The third legionary from the left. The one with the head turned to the rear.
Count the belts...
The last legionary on the right wears two (at least?)
I know, I know, it's Trajan's Column again...:roll:
However..
i think so too!

and yes i also am very interested in the photos of the legionary!

also Yours Mike, if you would be so kind to share them... and I will not!! cross my heart and hope to be crucified, publish them on the board!!

best wishes,

M.VIB.M.

PS would it be a good idea if a scholar would make an inventory of all Roman military skeletons/recogniseable remains (including equipment and such) in situ ??

so not the cremations........ or has this inventory already been done.....?
Quote:"...shinnying up trees, or holding lumber between the legs as a soldier-marine carpenter might do."

Any self-respecting publication should FIRE an idiot who comes up with crap like this...

Was he actually wearing both belts? I vaguely remember one being wrapped around the scabbard, but that could have been a different find altogether. Only one is visible in the National Geographic photo. The plates aren't that wide, actually, well under 2" (top to bottom). Albion Armorers used to make a nice copy.

Valete,

Matthew
Quote:Any self-respecting publication should FIRE an idiot who comes up with crap like this...
It was over twenty years ago! Tongue

Gaius Decius Aquilius

Quote: Any self-respecting publication should FIRE an idiot who comes up with crap like this...

Matthew

Are you trying to get every newspaper on the planet put out of business?

The leg wound is problematical. This area is protected by holding normal formation, but in my life experience as a medic and a police officer, I have seen wounds in very strange places, often caused by situations that would raise some eyebrows . Modern stats do show trends for modern armies for wound categories, but I don't think we have enough for the ancient world. Also, as pointed out, there is no guarantee this is a battle wound. This could have just as easily from a tavern brawl.

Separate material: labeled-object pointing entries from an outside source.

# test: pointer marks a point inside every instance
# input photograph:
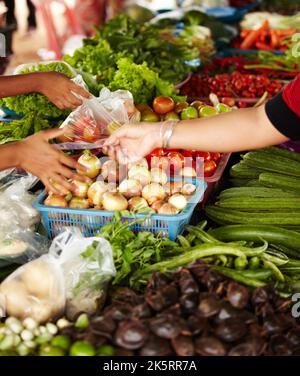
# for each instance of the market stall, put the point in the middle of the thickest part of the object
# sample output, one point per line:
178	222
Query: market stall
184	252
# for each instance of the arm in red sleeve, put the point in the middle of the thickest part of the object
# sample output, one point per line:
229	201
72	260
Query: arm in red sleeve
284	110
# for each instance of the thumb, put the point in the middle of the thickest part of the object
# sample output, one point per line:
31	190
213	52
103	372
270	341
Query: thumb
114	138
53	133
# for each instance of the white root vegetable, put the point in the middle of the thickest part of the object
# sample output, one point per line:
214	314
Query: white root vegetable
114	202
188	172
178	200
168	209
153	192
112	171
173	187
143	162
157	205
140	173
91	163
38	278
79	203
56	200
96	191
130	188
159	176
80	188
188	189
137	204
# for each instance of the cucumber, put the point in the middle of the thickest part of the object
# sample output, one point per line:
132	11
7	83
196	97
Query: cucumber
285	239
230	216
255	192
274	163
289	183
237	182
260	203
243	171
282	152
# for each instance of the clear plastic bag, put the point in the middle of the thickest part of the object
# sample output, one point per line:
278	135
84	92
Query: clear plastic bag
96	118
88	267
21	246
71	278
16	211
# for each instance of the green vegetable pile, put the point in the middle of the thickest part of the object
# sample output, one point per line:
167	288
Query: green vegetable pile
35	107
241	257
266	191
160	60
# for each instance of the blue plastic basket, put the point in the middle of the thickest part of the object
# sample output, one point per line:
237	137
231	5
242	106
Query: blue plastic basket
55	219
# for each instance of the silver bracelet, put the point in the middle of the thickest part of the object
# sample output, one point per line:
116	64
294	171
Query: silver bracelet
166	132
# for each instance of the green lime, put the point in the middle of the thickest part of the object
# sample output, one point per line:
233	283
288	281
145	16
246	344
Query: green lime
240	263
206	111
81	348
82	321
189	113
221	107
171	116
106	350
50	350
63	342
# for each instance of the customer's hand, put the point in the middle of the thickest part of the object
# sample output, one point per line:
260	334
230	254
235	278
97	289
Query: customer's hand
60	90
132	142
37	156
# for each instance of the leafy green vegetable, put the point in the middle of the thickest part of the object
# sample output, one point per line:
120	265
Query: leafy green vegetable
123	37
142	82
132	252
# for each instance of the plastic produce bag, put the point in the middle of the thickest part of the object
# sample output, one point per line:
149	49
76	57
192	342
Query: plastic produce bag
21	246
72	277
96	118
16	211
88	267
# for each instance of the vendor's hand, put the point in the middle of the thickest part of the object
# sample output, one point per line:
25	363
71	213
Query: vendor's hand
60	90
37	156
132	142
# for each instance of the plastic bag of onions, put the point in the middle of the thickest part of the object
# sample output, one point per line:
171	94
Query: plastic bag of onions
71	278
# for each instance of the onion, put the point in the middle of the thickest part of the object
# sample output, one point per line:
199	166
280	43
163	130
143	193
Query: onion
143	162
137	204
168	209
91	163
96	191
112	171
188	172
79	203
114	202
173	187
140	173
153	192
130	188
178	200
80	188
60	188
56	200
158	176
188	189
157	205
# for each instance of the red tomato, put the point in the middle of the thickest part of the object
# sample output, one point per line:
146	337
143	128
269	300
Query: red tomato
176	160
202	154
209	168
163	105
159	162
158	152
187	153
215	157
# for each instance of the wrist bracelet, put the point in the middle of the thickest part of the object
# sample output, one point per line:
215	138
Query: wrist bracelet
166	132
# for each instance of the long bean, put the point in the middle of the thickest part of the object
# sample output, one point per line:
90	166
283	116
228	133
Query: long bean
239	277
198	252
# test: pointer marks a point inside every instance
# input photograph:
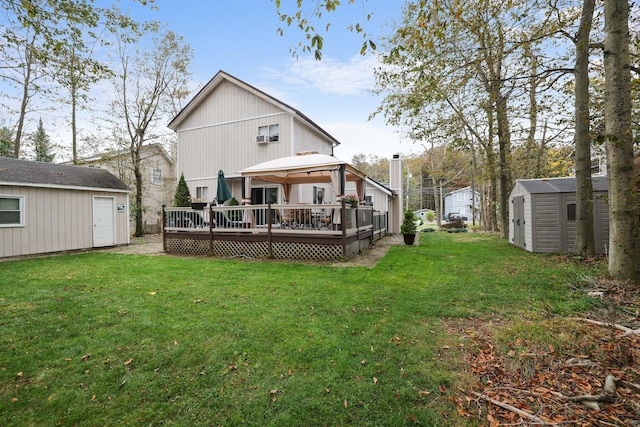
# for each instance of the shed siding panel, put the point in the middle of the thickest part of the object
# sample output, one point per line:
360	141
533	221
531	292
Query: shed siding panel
517	191
545	229
56	220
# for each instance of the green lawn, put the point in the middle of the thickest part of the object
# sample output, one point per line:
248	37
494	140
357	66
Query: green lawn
110	339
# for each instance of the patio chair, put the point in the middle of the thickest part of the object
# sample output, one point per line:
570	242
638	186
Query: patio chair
288	219
221	220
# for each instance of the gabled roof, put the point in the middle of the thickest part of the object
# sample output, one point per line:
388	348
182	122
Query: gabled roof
560	185
222	76
40	174
459	190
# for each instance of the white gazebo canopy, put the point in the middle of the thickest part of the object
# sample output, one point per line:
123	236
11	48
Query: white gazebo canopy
306	168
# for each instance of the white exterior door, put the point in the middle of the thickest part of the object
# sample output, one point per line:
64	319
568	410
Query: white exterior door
103	221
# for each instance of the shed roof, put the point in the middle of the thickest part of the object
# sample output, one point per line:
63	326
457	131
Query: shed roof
560	185
40	174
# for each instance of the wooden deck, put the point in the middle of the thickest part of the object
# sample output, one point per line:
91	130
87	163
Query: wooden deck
310	232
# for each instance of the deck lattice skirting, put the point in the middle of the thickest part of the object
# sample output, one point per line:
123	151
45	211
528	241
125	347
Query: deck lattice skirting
313	245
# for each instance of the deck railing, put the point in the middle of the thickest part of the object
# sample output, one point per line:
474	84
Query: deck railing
291	231
289	217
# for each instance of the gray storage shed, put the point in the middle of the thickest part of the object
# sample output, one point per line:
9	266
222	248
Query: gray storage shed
46	207
543	213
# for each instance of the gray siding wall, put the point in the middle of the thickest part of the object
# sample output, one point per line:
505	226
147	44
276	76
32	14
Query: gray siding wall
518	191
57	220
545	227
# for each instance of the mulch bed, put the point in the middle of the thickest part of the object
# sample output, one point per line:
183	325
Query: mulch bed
527	385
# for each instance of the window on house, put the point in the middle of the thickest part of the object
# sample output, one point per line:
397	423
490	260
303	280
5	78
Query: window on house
318	195
202	193
270	133
11	211
156	176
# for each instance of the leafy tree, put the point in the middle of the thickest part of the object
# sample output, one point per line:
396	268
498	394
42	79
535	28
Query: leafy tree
376	167
585	240
182	196
42	145
624	211
303	17
149	82
6	142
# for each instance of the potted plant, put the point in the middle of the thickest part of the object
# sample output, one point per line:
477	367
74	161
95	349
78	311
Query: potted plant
352	199
198	203
408	228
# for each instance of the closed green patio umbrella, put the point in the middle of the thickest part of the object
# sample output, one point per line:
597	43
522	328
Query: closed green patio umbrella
223	189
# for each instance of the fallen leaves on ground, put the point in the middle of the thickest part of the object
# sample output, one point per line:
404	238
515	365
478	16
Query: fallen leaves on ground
541	380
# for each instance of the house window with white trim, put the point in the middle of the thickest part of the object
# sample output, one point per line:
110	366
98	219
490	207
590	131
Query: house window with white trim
156	176
269	133
202	193
11	211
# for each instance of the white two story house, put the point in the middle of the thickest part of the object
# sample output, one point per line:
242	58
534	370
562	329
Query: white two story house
230	125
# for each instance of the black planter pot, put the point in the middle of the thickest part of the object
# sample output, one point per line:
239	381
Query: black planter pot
409	239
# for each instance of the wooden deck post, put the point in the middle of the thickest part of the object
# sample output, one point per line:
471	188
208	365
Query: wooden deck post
164	220
343	220
210	230
269	239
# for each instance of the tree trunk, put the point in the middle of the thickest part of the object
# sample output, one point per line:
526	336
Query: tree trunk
504	142
74	144
137	172
585	241
624	234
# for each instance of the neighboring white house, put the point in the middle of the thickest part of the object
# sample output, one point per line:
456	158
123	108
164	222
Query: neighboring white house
47	207
461	202
422	213
230	125
158	179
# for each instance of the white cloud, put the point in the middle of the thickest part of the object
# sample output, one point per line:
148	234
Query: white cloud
328	76
368	138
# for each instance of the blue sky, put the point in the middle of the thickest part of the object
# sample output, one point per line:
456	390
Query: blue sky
240	37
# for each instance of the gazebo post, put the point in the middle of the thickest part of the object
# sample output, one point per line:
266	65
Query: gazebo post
269	240
343	220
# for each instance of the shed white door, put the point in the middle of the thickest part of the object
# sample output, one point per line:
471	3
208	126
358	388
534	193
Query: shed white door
103	221
518	222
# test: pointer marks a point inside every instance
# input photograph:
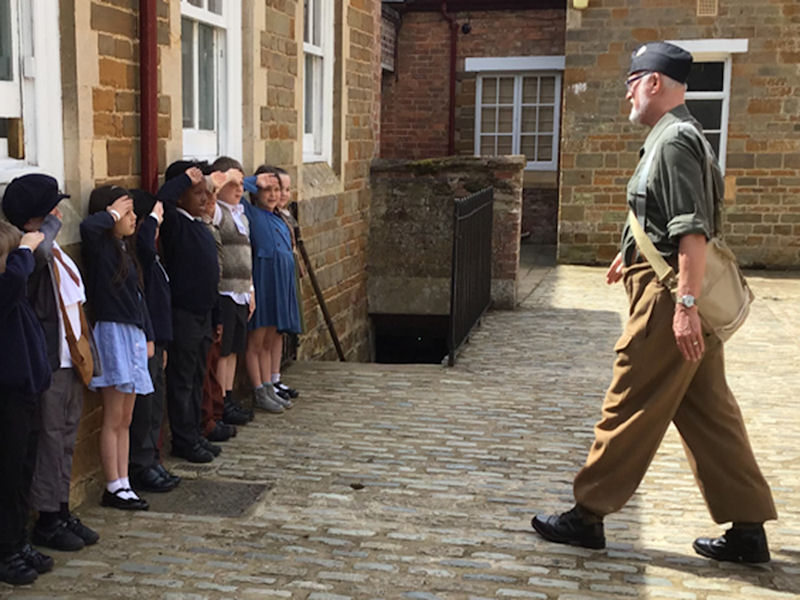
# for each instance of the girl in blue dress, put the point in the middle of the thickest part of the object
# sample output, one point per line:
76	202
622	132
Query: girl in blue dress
273	279
114	292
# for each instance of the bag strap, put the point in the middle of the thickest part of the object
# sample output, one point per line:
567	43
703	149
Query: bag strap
664	271
68	333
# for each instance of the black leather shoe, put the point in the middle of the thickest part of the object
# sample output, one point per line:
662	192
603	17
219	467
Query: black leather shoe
88	535
116	501
209	447
738	544
14	570
41	563
196	453
150	480
570	528
231	415
57	538
166	474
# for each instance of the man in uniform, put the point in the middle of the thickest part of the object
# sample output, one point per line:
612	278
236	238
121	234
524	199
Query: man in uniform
668	368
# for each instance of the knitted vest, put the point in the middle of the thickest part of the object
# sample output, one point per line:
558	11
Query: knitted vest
237	261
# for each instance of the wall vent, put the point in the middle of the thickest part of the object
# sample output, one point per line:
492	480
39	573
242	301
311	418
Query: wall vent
707	8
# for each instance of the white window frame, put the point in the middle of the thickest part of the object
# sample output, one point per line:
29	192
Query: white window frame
38	65
226	139
721	50
318	144
531	165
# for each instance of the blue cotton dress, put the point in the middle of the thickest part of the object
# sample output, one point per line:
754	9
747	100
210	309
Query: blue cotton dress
273	271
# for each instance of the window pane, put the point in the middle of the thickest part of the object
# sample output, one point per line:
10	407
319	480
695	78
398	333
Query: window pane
529	119
317	37
487	145
489	120
489	91
506	90
6	53
504	144
530	90
706	77
187	76
505	120
308	96
528	146
708	112
546	116
206	78
548	92
312	22
545	148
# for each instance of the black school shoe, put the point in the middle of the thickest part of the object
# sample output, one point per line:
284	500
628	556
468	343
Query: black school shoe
195	454
571	528
58	537
738	544
282	388
233	415
150	479
116	501
41	563
14	570
88	535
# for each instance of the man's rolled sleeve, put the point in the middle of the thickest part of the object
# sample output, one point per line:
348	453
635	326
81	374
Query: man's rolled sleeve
683	188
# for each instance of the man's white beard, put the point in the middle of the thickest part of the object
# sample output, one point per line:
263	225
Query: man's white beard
635	115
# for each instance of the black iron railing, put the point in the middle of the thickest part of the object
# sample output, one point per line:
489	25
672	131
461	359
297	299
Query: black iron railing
471	279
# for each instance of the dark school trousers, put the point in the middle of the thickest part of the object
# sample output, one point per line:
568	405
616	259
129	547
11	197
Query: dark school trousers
186	368
213	396
654	385
19	422
148	415
61	408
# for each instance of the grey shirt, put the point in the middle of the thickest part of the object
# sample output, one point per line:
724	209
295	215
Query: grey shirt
677	203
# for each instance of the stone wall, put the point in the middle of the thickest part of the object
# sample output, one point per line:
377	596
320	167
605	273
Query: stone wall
411	230
599	147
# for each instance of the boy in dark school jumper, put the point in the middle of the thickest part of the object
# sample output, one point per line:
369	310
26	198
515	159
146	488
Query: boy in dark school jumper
146	471
190	256
31	204
24	374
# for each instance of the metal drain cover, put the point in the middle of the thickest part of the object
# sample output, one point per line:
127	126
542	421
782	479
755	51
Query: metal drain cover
208	497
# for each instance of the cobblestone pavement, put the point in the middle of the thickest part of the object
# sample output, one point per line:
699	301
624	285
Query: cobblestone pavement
419	482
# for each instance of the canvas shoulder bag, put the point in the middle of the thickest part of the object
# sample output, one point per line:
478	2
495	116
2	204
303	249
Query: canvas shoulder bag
81	350
725	298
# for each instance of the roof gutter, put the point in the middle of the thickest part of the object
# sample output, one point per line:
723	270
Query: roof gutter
148	100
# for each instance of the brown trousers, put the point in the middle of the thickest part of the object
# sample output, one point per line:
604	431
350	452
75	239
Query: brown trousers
654	385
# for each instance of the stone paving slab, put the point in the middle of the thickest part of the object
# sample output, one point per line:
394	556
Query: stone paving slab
418	481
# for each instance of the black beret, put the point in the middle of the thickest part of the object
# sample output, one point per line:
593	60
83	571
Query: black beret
30	196
666	58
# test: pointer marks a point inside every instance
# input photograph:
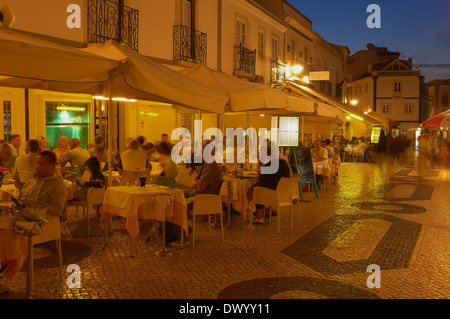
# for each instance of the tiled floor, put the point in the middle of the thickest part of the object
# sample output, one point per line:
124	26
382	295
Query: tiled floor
376	214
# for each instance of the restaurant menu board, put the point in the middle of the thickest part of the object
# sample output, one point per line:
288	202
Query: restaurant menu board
303	159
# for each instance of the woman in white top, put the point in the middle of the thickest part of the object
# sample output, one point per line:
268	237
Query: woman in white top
320	160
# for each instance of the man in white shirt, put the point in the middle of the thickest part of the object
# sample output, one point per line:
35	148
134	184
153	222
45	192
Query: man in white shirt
133	159
25	167
76	156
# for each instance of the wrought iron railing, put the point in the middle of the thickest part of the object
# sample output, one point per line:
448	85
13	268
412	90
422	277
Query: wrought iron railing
189	44
277	72
111	20
244	59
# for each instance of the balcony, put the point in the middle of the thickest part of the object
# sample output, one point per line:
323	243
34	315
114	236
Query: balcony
277	72
110	20
189	45
244	62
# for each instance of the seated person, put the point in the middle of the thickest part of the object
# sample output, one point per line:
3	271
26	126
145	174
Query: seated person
320	160
96	180
6	152
45	189
270	180
209	179
26	164
170	169
133	159
76	156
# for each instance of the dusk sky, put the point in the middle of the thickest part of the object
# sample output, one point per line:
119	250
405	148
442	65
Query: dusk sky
415	28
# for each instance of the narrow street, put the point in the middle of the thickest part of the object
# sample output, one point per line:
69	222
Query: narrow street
376	214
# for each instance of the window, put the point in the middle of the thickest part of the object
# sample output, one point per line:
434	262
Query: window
292	50
261	44
274	49
7	120
397	86
408	108
240	32
186	13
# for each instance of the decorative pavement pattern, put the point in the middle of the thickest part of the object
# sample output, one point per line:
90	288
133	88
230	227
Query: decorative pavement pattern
376	214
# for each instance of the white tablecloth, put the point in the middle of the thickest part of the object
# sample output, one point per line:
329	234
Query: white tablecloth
130	198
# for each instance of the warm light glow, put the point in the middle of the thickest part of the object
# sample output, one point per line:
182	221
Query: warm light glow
64	115
115	99
70	108
296	69
356	117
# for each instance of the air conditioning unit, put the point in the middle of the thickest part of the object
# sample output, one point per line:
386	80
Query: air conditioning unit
7	17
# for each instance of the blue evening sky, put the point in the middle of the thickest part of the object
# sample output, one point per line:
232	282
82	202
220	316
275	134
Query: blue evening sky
415	28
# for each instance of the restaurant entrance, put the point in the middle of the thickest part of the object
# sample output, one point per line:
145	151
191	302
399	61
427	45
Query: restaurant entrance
69	119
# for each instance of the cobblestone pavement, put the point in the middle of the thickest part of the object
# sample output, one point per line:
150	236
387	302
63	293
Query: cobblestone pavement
376	214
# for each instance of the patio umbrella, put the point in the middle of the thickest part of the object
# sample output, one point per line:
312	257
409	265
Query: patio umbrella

I also have noted from the Dura publication that 3rd century sword chapes seem to have a lot of breakage attributed to falling of a horse at an angle where the body lands on the sword. (Details excluded for sake of brevity). Our guy could, of conjecture, also taken the cut by such a fall, if he was a horseman. Such is also suggested by the bone structure. Or he just worked out a lot. Maybe.

Ralph Izard

EDIT: I just noticed the first illustration posted shows the femur of the right leg as having the injury. The NYT quote references the left leg... If indeed it was the left leg, then our guy could have fallen on his own pugio, perhaps. I did treat a stab wound where a knife was pushed through it's sheath and into a kidney of its wearer during a volleyball game.